Omid - Challenge 55

data-challenges
advanced-exercises
🔰 In this challenge, we want to calculate the net quantity of items sent per product each year by neglecting the returns products.
Published

March 24, 2026

Illustration for Omid - Challenge 55

Challenge Description

🔰 In this challenge, we want to calculate the net quantity of items sent per product each year by neglecting the returns products.

Solutions

library(tidyverse)
library(readxl)

input = read_excel("files/CH-055 Warehouse Management.xlsx", range = "B2:E19")
test  = read_excel("files/CH-055 Warehouse Management.xlsx", range = "H2:K5")

result = input %>%
  mutate(Year = year(Date)) %>%
  summarise(Year = min(Year),
            Quantity = sum(Quantity),
            .by = c("Order No", "Product")) %>%
  select(-`Order No`) %>%
  pivot_wider(names_from  = Year, values_from = Quantity, values_fn = sum) %>%
  mutate(across(everything(), ~ifelse(. == 0, NA, .))) %>%
  arrange(Product)

identical(result, test)
# [1] TRUE
  • Logic:

    • Reads the workbook ranges needed for the challenge

    • Reshapes the data into the grain required by the task

    • Aggregates or ranks values at the relevant grouping level

    • Builds the intermediate columns that drive the final result

  • Strengths:

    • The R solution stays close to the workbook rule and keeps the transformation compact.
  • Areas for Improvement:

    • The code assumes the sheet structure and source ranges remain stable.
  • Gem:

    • The strongest part of the solution is choosing the right intermediate representation before shaping the final output.
import pandas as pd
import numpy as np

input = pd.read_excel("CH-055 Warehouse Management.xlsx", usecols="B:E", skiprows=1)
test = pd.read_excel("CH-055 Warehouse Management.xlsx", usecols="H:K", skiprows=1, nrows= 3)

result = input.copy()
result["Year"] = result["Date"].dt.year
result = result.groupby(["Order No", "Product"]).agg({"Yea                                                                                              2r": "min","Quantity": "sum"}).reset_index()
result.drop(columns=["Order No"], inplace=True)
result = result.pivot_table(index="Product", columns="Year", values="Quantity", aggfunc="sum", fill_value=0).reset_index()

test.columns = result.columns
result.iloc[:, 1:] = result.iloc[:, 1:].astype(float)
result.iloc[:, 1:] = result.iloc[:, 1:].replace(0, np.NaN)

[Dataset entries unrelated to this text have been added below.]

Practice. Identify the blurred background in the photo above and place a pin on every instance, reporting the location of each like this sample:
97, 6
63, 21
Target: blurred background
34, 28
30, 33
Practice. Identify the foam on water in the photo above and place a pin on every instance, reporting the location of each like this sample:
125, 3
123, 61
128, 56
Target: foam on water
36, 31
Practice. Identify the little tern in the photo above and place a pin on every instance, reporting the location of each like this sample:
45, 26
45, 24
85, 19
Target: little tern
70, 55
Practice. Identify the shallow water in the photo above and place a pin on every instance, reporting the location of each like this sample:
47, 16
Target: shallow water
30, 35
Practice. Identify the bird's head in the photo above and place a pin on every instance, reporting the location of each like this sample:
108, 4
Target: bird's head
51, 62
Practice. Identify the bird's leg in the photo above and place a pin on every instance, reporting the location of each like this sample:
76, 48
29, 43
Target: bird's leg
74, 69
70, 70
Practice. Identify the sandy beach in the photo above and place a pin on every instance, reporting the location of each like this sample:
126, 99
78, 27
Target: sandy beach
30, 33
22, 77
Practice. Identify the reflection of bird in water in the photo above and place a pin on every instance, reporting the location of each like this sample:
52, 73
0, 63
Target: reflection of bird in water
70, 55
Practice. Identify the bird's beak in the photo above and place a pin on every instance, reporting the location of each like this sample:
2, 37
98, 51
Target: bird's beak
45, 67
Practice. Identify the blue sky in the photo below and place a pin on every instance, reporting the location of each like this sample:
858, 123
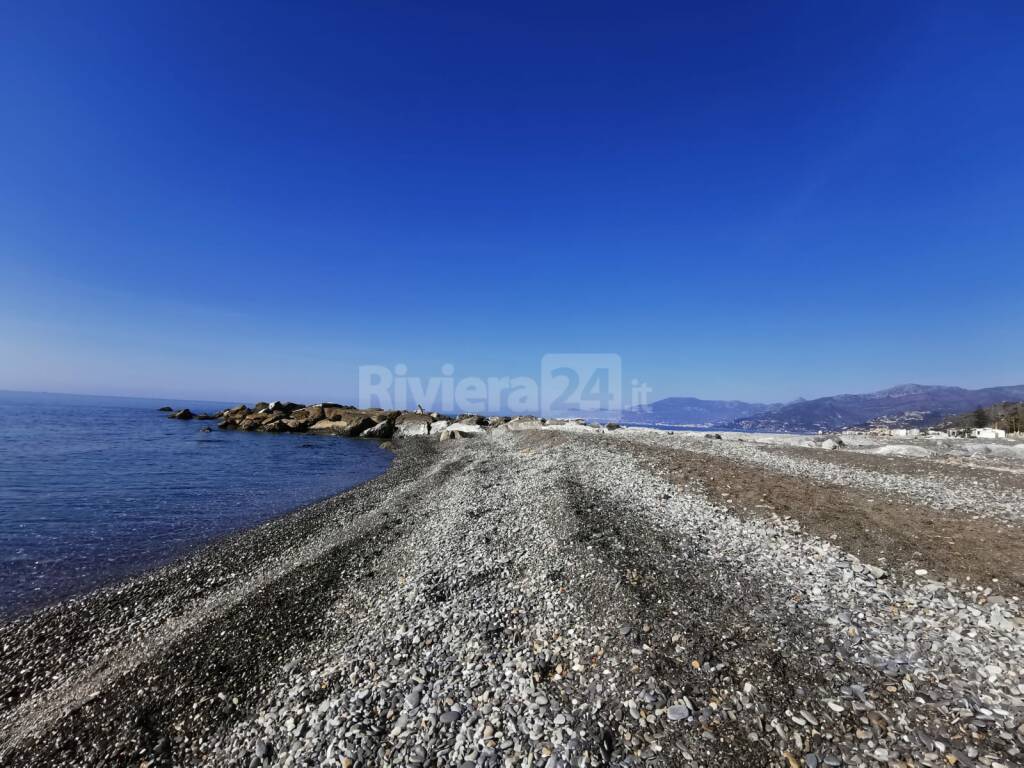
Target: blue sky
229, 203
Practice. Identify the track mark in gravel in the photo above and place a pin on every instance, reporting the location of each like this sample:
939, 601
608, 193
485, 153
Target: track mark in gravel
697, 629
895, 535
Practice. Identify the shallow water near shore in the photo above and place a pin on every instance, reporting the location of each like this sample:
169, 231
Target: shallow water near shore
95, 488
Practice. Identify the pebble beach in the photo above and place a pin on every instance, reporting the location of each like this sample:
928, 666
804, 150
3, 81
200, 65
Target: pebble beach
561, 597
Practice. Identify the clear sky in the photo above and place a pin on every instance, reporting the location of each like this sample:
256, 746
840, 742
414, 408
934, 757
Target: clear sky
744, 201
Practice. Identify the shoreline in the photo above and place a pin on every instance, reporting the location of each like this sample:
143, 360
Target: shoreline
545, 587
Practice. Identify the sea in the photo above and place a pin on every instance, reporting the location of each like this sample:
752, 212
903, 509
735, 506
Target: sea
93, 489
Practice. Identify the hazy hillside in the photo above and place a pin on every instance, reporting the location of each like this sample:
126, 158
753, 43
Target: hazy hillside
908, 403
1008, 416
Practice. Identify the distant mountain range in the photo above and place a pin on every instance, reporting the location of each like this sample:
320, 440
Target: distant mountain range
908, 404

print(result.equals(test))  # True
  • Logic:

    • Reads the workbook ranges needed for the challenge

    • Reshapes the data into the grain required by the task

    • Aggregates or ranks values at the relevant grouping level

  • Strengths:

    • The Python version follows the same rule in a direct dataframe-oriented implementation.
  • Areas for Improvement:

    • The code assumes the workbook layout remains stable, so any sheet redesign would require small adjustments.
  • Gem:

    • The implementation stays close to the original workbook rule instead of adding unnecessary abstraction.

Difficulty Level

This task is moderate:

  • The core logic is clear, but the correct transformation pattern is not obvious from the raw input.

  • The challenge combines multiple reshaping, grouping, or parsing steps.